One of the things I most hated about my work towards the end of my career was the annual appraisal. Not because I was performing poorly or had difficulties with any aspect of my job, but because I was obliged to write out a ‘personal development plan’ for the next twelve months, listing my aims and intentions, with deadlines for their achievement. I found this especially tiresome, since all the major developments in my career had been totally unplanned! While my original ambitions were derailed by circumstances outside my control, other opportunities presented themselves out of the blue. But that’s not good enough for the modern professional, who is expected to have their progress well mapped out and documented, year after year. So every year the ‘PDP’ had to be done, regardless; but in practice, fortunately, nobody seemed to care that much whether or not any of it was fulfilled.
In Western Europe, life expectancy has been increasing steadily over the last century, as society has become richer, healthier and more stable. Most of us can anticipate living well beyond 70 years, so James’ description of human life as “a mist that appears for a little while and then vanishes” (verse 14) doesn’t resonate with us as it should. When we announce our plans for the future, the custom of adding ‘God willing’ has completely died out. Many of us have grand schemes for our retirement, maybe travelling the world or even embarking on second careers; nobody expects to die or become disabled in their sixties.
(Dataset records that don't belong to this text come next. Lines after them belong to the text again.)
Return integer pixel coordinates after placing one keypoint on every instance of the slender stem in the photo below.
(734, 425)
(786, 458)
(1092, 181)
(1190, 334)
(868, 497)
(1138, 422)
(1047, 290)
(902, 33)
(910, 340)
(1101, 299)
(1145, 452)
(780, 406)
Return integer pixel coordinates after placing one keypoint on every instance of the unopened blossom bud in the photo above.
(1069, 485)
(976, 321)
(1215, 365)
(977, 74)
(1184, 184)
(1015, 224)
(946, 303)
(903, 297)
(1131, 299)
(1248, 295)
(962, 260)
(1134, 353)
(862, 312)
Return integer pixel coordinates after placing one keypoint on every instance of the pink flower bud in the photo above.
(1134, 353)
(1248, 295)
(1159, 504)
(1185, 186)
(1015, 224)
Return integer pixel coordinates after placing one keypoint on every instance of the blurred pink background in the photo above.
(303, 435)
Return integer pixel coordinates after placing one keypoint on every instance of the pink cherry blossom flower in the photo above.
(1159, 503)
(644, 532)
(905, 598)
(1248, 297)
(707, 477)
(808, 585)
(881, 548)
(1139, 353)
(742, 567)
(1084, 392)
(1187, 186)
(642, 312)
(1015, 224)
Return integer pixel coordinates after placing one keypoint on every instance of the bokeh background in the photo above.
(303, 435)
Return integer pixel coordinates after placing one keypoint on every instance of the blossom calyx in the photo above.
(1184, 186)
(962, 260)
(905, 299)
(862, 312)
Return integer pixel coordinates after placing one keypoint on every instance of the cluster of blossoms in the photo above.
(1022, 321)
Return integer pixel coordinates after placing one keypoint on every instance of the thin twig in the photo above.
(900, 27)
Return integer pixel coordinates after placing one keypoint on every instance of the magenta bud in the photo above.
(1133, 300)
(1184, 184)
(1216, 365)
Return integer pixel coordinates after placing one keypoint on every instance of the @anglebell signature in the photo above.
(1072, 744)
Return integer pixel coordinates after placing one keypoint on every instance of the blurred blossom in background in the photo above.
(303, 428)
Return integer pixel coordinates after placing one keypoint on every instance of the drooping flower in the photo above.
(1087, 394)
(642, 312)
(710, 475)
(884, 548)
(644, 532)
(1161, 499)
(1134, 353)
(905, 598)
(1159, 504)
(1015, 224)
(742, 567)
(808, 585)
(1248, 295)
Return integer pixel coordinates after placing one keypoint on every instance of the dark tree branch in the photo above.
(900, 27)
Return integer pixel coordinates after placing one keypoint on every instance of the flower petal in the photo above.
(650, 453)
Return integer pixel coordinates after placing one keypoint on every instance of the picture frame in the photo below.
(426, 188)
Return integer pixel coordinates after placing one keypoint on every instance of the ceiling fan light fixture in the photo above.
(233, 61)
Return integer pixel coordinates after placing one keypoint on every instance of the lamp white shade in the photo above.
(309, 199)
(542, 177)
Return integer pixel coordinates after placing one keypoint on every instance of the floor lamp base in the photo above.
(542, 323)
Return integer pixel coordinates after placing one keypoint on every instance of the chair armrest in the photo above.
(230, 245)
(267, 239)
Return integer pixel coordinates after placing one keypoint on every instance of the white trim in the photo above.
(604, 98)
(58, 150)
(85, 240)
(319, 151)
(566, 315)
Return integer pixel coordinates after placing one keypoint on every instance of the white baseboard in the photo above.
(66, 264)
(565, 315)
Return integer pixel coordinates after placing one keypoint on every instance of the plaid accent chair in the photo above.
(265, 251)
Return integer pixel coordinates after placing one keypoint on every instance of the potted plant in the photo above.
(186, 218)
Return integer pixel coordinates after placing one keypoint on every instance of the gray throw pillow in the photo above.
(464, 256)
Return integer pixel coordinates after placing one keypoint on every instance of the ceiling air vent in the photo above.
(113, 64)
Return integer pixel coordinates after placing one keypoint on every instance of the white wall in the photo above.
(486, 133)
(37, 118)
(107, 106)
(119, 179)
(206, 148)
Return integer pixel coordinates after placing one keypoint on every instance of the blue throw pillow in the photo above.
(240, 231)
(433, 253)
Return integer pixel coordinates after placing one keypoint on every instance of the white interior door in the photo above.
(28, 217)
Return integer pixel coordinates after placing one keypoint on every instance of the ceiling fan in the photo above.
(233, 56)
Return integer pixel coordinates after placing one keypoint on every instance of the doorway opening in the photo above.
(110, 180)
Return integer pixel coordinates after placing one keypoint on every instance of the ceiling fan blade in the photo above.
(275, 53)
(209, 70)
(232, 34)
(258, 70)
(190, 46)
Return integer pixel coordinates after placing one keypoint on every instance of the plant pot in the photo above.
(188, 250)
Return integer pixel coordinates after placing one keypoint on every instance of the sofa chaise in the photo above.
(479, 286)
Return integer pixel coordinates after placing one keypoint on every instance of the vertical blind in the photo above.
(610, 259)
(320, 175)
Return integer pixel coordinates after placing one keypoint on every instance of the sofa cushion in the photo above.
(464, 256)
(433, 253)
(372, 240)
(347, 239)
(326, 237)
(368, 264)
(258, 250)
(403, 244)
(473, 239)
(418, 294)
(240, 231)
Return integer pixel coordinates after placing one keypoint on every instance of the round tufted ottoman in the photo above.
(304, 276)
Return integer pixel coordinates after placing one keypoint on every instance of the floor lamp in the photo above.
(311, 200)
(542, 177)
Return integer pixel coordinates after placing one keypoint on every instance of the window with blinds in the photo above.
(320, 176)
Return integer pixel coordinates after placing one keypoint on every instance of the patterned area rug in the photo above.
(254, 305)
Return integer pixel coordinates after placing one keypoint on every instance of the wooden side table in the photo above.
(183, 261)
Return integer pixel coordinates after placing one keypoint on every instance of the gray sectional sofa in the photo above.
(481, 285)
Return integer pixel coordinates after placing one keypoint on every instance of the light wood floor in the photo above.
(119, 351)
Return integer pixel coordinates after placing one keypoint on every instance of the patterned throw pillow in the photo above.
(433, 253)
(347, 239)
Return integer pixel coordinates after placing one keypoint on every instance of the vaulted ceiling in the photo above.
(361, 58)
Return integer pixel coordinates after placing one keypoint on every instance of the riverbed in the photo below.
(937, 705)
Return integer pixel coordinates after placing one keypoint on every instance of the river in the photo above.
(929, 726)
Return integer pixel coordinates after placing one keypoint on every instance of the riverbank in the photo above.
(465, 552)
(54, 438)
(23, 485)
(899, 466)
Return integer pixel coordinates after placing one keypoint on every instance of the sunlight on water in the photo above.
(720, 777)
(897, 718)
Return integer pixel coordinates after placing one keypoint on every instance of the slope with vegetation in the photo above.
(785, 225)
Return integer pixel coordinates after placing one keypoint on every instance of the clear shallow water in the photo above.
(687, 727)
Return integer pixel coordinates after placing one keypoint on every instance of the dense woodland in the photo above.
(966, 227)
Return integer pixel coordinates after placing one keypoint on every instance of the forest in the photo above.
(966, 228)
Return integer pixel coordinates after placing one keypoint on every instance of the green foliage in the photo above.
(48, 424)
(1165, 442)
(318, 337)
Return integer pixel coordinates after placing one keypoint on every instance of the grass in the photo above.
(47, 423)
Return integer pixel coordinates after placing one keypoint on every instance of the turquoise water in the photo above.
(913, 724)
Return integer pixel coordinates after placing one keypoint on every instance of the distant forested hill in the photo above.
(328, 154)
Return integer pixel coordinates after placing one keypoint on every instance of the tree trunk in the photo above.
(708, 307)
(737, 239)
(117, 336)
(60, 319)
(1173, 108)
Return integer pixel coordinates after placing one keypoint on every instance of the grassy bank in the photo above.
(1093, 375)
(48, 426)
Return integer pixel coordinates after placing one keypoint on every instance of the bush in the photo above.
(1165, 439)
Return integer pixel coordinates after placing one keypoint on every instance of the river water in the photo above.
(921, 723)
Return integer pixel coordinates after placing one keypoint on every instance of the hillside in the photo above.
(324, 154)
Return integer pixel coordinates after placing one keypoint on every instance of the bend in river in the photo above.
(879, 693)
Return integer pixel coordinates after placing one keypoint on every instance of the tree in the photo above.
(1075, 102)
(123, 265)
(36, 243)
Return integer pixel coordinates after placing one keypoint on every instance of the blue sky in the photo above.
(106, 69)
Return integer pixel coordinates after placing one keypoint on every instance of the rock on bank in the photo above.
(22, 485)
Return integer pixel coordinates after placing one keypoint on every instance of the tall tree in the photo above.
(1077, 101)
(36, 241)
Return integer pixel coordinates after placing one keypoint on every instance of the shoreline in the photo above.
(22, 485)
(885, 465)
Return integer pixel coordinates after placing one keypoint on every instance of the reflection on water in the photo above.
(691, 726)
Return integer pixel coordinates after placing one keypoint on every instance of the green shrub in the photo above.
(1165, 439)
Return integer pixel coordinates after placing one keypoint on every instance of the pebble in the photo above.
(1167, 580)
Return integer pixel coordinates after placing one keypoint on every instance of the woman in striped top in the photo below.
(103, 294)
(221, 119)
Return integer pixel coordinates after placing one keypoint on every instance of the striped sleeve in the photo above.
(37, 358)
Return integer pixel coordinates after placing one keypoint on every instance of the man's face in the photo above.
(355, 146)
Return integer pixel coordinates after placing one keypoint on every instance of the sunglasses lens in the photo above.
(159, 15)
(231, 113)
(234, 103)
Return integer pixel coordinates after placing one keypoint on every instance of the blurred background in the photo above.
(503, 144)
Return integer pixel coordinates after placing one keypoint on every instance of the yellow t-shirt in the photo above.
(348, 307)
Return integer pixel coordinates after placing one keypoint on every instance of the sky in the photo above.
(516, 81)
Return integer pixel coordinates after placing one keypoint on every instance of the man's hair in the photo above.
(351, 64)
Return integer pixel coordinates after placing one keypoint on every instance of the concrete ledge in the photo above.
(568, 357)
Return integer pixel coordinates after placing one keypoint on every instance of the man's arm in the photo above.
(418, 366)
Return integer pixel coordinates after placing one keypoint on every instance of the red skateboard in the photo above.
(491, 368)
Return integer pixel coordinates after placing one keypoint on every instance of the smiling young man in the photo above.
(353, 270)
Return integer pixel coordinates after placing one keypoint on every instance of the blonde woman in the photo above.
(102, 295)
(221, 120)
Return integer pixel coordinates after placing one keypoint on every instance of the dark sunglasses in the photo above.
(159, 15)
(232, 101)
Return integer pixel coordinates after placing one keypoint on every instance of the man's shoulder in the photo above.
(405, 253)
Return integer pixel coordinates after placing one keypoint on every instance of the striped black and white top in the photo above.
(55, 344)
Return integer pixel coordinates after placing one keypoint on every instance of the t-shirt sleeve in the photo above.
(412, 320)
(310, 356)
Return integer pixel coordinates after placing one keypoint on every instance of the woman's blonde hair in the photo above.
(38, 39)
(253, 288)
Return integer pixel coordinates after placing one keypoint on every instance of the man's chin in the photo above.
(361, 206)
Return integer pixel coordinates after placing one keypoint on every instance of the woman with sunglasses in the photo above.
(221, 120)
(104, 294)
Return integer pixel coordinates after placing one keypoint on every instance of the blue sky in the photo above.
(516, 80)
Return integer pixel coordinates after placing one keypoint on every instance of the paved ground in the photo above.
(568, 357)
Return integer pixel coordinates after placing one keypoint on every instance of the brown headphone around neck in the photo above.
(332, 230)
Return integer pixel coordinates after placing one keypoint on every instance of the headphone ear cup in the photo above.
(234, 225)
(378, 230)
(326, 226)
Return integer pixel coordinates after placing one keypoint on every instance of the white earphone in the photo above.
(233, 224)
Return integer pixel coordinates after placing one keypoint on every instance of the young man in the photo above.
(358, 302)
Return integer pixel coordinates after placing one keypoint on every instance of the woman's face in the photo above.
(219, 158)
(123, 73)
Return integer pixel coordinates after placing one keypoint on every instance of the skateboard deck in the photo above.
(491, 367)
What James describes as ‘arrogance’ has therefore become normal for us; and as the appraisal system reveals, it is now enshrined in our culture. We are so confident that we will be able to do whatever we want, when we want to, that we have got into the habit of leaving God out of the equation altogether. But since we don’t know what His plans are, it’s wise to ‘hold the future lightly’.
“Do not boast about tomorrow,
for you do not know what a day may bring.” (Proverbs 27:1)
At any time, an illness, economic slump or family crisis may upset our calculations. A certain amount of forward planning is unavoidable; but we should always bear in mind that there are some pretty major factors in life that are outside our control.
It is because life always has that element of uncertainty that procrastination is a sin (verse 17). A good deed put off until tomorrow may well never be done, for tomorrow may never come; and an opportunity missed may turn out to be lost for ever. Instead of dreaming (or worrying) about the future, most of us need to focus more on – and take action in – the present.